Meine langjährigen Erfahrungen bei der DSM-Methode der psychiatrischen Diagnose haben mich (vielleicht mehr als jeder andere) über all ihre Grenzen, ihre blinden Flecken und Schwächen hinweg aufmerksam gemacht – und ich habe sie seit mehr als dreißig Jahren darauf hingewiesen. Psychiatrische Diagnose ist nur ein Teil eines komplizierten Puzzles, aber (mit all seinen Einschränkungen) ist es immer noch ein nützliches Stück. Ich würde definitiv keinem Kliniker vertrauen, der sich auf eine einfache Anwendung der DSM-Diagnose beschränkte, aber ich würde mich auch über einen Kliniker sorgen, der die psychiatrische Diagnose völlig ignorierte.
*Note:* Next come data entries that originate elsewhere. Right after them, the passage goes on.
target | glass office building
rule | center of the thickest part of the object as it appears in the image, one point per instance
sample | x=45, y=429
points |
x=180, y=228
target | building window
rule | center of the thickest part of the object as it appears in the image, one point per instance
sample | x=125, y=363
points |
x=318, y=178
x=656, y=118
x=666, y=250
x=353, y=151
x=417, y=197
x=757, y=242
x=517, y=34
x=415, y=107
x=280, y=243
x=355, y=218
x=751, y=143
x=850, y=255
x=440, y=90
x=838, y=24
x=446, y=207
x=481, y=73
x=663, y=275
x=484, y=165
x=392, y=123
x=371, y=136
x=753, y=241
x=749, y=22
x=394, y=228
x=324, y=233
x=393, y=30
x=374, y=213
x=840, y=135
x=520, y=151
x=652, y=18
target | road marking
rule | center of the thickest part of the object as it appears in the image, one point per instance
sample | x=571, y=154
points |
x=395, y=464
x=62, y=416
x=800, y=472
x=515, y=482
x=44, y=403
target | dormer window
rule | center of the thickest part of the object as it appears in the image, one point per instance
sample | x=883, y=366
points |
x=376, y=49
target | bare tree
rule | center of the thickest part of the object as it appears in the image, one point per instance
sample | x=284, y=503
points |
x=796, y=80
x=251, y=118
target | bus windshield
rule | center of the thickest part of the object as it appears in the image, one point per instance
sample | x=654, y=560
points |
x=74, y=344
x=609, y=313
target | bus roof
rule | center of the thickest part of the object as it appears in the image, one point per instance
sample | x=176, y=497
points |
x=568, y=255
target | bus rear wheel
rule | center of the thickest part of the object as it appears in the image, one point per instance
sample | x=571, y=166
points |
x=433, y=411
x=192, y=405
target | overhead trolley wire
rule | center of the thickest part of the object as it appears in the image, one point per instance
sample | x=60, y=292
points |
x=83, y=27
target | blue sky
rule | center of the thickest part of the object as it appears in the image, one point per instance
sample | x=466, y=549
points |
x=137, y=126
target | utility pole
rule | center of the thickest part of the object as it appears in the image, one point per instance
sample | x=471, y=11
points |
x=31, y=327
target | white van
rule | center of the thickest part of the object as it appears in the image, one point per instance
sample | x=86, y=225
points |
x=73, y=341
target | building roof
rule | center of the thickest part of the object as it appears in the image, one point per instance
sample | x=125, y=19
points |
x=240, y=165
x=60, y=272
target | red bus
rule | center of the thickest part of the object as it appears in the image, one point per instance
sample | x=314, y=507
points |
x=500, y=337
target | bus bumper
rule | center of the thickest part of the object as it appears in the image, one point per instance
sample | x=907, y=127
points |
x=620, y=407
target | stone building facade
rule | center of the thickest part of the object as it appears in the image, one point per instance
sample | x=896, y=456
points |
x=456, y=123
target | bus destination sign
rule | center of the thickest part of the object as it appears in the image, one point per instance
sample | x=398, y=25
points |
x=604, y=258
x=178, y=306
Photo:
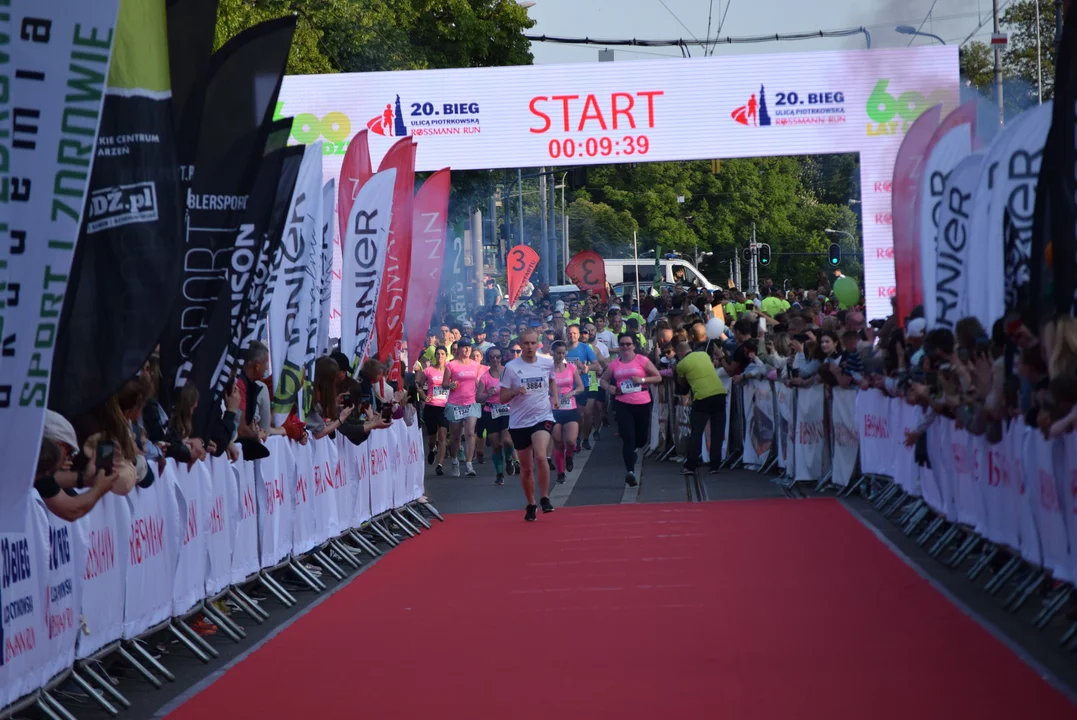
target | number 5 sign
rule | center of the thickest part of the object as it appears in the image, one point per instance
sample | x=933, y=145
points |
x=587, y=270
x=521, y=263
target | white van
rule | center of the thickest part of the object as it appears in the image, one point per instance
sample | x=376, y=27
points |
x=677, y=271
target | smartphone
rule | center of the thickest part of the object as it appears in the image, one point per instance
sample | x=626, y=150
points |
x=105, y=454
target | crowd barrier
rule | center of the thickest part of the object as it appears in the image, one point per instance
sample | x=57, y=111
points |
x=138, y=563
x=1012, y=503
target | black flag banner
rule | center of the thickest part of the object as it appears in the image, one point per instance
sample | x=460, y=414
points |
x=1052, y=258
x=126, y=268
x=221, y=155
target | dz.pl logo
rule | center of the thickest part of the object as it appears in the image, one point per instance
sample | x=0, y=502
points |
x=754, y=112
x=390, y=122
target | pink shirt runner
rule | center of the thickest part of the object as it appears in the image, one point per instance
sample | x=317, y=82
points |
x=565, y=383
x=436, y=395
x=464, y=375
x=631, y=392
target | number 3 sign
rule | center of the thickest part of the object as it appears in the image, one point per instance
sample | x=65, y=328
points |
x=587, y=270
x=521, y=263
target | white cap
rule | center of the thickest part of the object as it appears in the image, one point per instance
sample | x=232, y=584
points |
x=58, y=429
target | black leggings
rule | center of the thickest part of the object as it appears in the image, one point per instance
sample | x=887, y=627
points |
x=633, y=421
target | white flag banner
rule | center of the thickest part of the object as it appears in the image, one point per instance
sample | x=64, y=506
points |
x=293, y=287
x=151, y=566
x=810, y=455
x=1045, y=484
x=63, y=597
x=843, y=433
x=954, y=144
x=875, y=436
x=786, y=425
x=955, y=244
x=274, y=477
x=102, y=541
x=325, y=315
x=61, y=53
x=364, y=258
x=1015, y=191
x=24, y=650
Wir sind uns auch über die Rolle psychiatrischer Medikamente nicht einig. Ich habe die Öffentlichkeit und Kliniker immer wieder davor gewarnt, unnötige psychiatrische Medikamente zu verwenden, um Probleme zu behandeln, die nicht mehr als ein zu erwartender Teil des täglichen Lebens sind. Und ich war immer ein praktizierender Psychotherapeut, der die Therapie als Erstbehandlung für Symptome von leichter bis mittlerer Schwere befürwortet. Aber bei schweren psychiatrischen Problemen ist eine medikamentöse Behandlung in der Regel unerlässlich – eine Psychotherapie kann ebenfalls eine große Hilfe sein, reicht aber nicht aus. Ich mache mir Sorgen, dass die Medizin nur für diejenigen, die sie dringend brauchen, nur optional erscheint. Das klingt gut auf dem Papier, aber verfehlt die klinische Realität und kann denjenigen großen Schaden zufügen, die ohne sie nicht besser werden.

Das integrierte bio / psycho / soziale Modell hat eine lange Tradition und bleibt der beste Wegweiser für die klinische Praxis. Es war schon immer von Reduktionismen bedroht, die eine Komponente gegenüber den anderen bevorzugen würden – aber dieses interagierende Tripod von Bio / Psycho / Sozialen ist instabil und unvollständig ohne die feste Unterstützung aller drei seiner Beine. Meiner Ansicht nach ist es ebenso falsch, einen vorzeitigen Paradigmenwechsel in Richtung Biologie zu fordern (wie von DSM und NIMH vorgeschlagen) oder einen "Paradigmenwechsel", der auf den Psychosozialen hinweist (wie von der DCP vorgeschlagen wurde). Ein integriertes bio / psycho / soziales Modell ist essentiell für das Verständnis jedes Patienten und auch für die Vereinigung der psychiatrischen Berufe.

Und wir müssen sicherlich vereint sein. Psychische Versorgung ist schrecklich desorganisiert und stark unterfinanziert, vor allem (aber nicht ausschließlich) in den USA. Ich denke, wir sollten eine einheitliche Stimme finden, die sich für eine bessere Fürsorge einsetzt, und nicht durch Debatten über Paradigmenüberlegenheit abgelenkt werden – vor allem, da alle drei Paradigmen absolut notwendig sind.